Making improvements to the website has to be done through a careful and strategic process. This involves using tools to determine which pages to focus on that can provide sufficient impact not only on our revenue but with visitor satisfaction. Instead of big changes, we focus on small iterations that are run through tests before releasing them to the public.
Increasing the pages per session
One of our team’s main goals is to increase the pages per session to get more views on our banner ads since these ads account for 85% of the company’s revenue. My role is to balance our company’s goals while keeping our visitors happy.
Here are a few examples of small iterations I’ve worked on that led to some success.
Multi-page vs single page layout
The Tarot Card Meaning pages educate our users on what each tarot card means. Each card consists of multiple sections: the card overview, history, and how the card is used in a reading. Initially, all sections were rendered on one long page. Though we were getting a decent amount of page views in these pages, I wanted to see how else I could improve the layout to increase the pages per session thus helping our company earn more revenue.
Since we already use shorter content in other content hubs like horoscopes and games, I wanted to test how it would perform on this page.
The hypothesis: By breaking one long page into multiple pages with shorter content, we increase our page views per session. However, with this approach, I needed to make sure that our users are able to tolerate the experience.
So I work with our engineers to determine what can we do to make the multi-page experience as seamless as possible. One solution was to make sure the content loads fast and that we make the next button easily accessible.
After running an A/B test, the multi-page layout received over a 65% increase in page views per session compared to the original single-page layout.
Fixing a non-functioning module
Tarot is one of the most popular content hubs on our website. Improving the tarot pages means their success impacts our revenue greatly.
After going through the data, I found that on certain pages, we see lower pages per session and high bounce rates. To understand more of what wasn’t working, I ran heatmaps on the tarot pages and found that the More Tarot Readings section was ignored by the majority of visitors. This led me to ask, “Why isn’t it working? And how can we improve it to encourage visits?”

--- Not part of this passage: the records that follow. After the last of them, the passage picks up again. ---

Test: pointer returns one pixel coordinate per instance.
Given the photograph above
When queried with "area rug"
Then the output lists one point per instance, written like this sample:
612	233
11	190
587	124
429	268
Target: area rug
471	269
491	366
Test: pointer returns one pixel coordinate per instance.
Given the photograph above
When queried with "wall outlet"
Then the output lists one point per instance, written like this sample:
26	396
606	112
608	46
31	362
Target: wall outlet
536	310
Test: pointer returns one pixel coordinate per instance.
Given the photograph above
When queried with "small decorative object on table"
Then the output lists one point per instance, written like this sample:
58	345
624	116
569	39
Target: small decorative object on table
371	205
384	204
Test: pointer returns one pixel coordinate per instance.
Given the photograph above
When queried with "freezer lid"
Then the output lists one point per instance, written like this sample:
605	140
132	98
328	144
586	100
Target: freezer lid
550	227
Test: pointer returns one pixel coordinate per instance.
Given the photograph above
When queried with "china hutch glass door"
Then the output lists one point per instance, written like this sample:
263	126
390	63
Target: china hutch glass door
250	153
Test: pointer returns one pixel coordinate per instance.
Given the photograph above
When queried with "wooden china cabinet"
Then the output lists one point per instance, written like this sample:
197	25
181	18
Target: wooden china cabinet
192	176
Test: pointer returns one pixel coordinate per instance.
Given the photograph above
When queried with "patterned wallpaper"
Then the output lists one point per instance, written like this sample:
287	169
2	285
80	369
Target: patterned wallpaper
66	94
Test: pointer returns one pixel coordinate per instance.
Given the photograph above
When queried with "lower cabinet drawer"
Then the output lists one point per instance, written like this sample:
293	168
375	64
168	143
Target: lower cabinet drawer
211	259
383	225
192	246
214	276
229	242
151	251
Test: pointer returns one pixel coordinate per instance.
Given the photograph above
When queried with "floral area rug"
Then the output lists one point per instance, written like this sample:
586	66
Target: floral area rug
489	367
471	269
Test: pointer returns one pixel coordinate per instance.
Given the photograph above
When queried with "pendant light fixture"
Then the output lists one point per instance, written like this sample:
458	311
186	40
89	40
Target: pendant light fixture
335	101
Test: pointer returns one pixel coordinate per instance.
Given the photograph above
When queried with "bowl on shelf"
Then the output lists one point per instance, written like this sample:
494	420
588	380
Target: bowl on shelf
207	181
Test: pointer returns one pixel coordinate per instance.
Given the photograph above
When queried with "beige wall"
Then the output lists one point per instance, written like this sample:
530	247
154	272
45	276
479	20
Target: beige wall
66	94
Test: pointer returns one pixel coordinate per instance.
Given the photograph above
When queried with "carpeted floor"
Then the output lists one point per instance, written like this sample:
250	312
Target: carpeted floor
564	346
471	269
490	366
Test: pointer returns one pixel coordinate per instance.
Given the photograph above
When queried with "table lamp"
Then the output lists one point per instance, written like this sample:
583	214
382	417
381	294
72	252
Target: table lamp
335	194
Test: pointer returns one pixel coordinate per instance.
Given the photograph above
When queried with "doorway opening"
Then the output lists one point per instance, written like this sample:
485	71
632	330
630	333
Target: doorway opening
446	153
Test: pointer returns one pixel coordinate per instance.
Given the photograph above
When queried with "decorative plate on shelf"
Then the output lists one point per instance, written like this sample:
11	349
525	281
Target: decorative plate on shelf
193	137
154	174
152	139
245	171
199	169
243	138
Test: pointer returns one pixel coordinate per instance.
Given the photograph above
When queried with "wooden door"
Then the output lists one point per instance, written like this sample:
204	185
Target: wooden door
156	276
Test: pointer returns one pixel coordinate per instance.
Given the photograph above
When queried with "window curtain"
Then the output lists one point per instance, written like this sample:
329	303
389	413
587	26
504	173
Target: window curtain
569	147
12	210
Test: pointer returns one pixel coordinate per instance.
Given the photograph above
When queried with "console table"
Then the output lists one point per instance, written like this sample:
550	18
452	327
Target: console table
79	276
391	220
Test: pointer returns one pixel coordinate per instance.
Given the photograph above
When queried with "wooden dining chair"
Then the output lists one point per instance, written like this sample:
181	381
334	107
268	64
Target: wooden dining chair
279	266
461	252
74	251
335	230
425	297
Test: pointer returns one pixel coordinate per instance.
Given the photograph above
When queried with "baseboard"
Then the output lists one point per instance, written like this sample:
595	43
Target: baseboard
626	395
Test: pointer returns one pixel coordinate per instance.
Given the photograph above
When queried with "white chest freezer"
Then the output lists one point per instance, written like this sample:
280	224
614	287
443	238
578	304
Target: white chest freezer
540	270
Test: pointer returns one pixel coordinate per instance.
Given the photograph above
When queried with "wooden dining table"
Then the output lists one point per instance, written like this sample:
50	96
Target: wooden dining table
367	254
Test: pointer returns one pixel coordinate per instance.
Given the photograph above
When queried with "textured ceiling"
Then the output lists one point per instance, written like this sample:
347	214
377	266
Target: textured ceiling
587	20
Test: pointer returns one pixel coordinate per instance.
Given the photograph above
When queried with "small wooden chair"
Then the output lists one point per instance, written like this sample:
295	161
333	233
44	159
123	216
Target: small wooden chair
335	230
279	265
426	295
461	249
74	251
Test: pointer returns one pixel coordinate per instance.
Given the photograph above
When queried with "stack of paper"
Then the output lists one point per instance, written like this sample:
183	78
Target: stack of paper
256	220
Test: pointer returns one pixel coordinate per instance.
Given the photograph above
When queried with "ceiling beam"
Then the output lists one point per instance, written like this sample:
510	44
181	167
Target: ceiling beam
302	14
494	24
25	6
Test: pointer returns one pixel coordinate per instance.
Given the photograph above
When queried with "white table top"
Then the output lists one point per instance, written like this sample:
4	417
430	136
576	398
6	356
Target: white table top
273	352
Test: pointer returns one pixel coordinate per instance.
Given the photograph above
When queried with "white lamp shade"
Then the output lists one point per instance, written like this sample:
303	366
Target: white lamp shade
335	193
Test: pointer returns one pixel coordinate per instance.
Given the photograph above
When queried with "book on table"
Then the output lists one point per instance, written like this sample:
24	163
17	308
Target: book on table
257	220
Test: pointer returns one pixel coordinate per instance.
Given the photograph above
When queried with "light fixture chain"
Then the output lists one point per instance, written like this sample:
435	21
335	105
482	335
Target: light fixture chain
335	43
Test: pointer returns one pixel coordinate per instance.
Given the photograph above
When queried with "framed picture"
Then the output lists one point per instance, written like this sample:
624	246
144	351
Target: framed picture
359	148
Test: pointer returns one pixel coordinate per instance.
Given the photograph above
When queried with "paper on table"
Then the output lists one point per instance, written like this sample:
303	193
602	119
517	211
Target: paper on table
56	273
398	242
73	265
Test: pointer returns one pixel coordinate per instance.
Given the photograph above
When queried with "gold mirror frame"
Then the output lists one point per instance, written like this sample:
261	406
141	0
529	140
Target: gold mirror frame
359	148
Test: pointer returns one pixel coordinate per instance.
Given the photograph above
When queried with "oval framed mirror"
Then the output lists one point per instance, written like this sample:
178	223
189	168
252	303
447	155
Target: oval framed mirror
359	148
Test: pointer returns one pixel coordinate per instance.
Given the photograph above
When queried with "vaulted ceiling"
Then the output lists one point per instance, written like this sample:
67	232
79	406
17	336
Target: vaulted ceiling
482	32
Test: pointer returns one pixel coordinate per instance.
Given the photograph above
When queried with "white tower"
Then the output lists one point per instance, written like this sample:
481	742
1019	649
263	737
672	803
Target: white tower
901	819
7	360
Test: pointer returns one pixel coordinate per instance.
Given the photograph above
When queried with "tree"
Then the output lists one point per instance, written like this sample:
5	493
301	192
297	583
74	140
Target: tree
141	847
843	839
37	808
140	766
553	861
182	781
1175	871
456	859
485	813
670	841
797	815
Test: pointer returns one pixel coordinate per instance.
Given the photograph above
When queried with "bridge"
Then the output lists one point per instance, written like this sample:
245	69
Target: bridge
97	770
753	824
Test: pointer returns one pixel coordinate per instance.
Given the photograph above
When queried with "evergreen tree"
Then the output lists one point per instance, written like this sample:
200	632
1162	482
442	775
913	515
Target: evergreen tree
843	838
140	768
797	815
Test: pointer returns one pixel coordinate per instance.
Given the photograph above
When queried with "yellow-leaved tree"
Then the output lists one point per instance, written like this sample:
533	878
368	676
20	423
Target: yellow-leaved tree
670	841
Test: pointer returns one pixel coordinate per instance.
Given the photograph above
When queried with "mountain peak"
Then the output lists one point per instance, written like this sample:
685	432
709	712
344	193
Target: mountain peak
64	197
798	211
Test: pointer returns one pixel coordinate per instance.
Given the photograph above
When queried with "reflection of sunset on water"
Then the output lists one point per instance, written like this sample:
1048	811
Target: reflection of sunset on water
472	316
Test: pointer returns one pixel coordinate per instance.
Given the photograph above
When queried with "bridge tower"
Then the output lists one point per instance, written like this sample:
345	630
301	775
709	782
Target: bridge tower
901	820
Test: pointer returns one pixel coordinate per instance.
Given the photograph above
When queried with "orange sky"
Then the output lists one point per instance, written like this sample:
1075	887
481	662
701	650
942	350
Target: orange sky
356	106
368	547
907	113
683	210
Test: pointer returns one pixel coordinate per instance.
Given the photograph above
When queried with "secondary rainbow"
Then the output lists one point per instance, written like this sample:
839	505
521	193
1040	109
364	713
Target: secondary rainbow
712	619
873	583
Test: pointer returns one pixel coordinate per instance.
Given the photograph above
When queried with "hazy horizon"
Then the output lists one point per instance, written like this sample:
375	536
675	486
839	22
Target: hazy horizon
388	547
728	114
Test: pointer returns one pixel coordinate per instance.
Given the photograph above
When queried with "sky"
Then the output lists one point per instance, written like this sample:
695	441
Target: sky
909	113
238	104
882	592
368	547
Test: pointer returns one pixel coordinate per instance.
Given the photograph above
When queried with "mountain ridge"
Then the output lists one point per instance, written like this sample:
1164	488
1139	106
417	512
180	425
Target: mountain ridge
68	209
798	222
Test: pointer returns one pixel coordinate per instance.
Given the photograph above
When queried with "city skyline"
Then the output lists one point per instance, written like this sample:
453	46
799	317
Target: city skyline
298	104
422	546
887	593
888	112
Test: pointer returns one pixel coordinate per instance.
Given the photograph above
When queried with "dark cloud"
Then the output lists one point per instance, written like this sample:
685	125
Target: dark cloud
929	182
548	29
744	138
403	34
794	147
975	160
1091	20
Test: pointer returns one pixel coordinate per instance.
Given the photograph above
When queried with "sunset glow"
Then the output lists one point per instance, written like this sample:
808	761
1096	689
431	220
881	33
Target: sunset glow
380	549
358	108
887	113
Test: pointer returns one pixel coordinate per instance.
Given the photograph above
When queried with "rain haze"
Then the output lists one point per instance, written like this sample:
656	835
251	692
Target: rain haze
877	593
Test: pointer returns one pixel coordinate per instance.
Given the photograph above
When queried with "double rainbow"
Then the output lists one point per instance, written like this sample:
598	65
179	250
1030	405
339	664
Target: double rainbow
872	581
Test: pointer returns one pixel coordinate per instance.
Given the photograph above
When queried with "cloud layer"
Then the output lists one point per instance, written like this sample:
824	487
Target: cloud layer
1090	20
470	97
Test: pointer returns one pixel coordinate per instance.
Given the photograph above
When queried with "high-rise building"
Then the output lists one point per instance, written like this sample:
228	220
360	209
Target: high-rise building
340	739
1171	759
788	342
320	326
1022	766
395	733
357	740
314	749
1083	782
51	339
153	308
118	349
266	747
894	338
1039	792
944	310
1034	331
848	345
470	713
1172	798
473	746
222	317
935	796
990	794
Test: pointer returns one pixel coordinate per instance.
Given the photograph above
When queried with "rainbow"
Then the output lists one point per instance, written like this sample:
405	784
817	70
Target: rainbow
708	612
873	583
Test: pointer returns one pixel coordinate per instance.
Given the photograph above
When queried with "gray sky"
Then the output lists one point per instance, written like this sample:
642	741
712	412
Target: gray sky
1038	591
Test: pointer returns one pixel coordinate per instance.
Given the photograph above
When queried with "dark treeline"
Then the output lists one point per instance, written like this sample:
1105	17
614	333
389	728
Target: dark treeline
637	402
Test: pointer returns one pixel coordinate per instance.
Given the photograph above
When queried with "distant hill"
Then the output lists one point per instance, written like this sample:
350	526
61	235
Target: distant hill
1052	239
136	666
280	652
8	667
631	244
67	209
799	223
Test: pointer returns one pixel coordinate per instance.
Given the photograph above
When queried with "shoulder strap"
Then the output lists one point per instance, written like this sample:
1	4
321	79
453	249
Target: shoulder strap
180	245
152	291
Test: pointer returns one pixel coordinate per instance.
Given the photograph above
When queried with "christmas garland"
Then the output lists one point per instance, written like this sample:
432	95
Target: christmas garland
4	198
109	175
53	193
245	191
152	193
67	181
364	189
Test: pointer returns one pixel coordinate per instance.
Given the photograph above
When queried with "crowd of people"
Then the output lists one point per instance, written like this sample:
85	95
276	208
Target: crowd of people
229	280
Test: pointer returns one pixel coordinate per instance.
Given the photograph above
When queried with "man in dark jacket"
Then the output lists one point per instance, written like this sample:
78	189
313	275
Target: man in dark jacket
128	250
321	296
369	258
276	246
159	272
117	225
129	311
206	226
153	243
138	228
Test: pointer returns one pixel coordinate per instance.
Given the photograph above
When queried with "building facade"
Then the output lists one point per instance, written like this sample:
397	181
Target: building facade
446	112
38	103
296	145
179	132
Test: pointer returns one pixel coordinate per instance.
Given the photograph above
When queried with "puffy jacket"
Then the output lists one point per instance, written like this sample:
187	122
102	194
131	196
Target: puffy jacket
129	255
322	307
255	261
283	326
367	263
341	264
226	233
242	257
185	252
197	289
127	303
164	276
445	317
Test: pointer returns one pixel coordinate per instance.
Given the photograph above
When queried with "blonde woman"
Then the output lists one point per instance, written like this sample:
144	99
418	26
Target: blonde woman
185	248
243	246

Exploring a different way to promote other content
We were given a tight deadline to solve this problem so I came up with a plan to test two possible solutions. After discussing the problem with our engineers, I discovered that we showed randomized tarot readings in the suggested section. I went through analytics to determine the most popular tarot readings and proposed that we use them instead of the randomized results.
Then for the first version, I updated the images to make them more appealing.
For the second version, I experimented with a button layout which we use on our horoscope templates. These buttons have proven to increase pages per session in the past, so I wanted to see if it would work on our tarot pages.
Here are the two versions that we A/B tested to improve the engagement of the More Tarot Readings section.
The result of this experiment
With the button layout, pages per session had a 20% average increase. More people were engaging with the buttons than with the card layout.
I learned that sometimes, design patterns that work on other websites don’t necessarily work for us.
Fixing dead-end modules
I found the opposite problem while expanding our heat maps. I see that visitors are tapping on these modules that lead to nowhere. Somehow, despite doing a usability test, we overlooked these modules and ended up with visual charts that didn’t provide further information to our users. This was a problem that presented itself with an opportunity.
So I teamed up with our content editors and developers to brainstorm ways we can capture the taps and turn them into page views.
Our solution was to create exciting new pages that provide our users with further information about their charts. Expanding these modules into new pages generated new page views and revenue. For instance, the Star Ratings page generated an average of 23k additional views per day immediately after its launch. It also raised our pages per session for the horoscope pages by roughly 12%.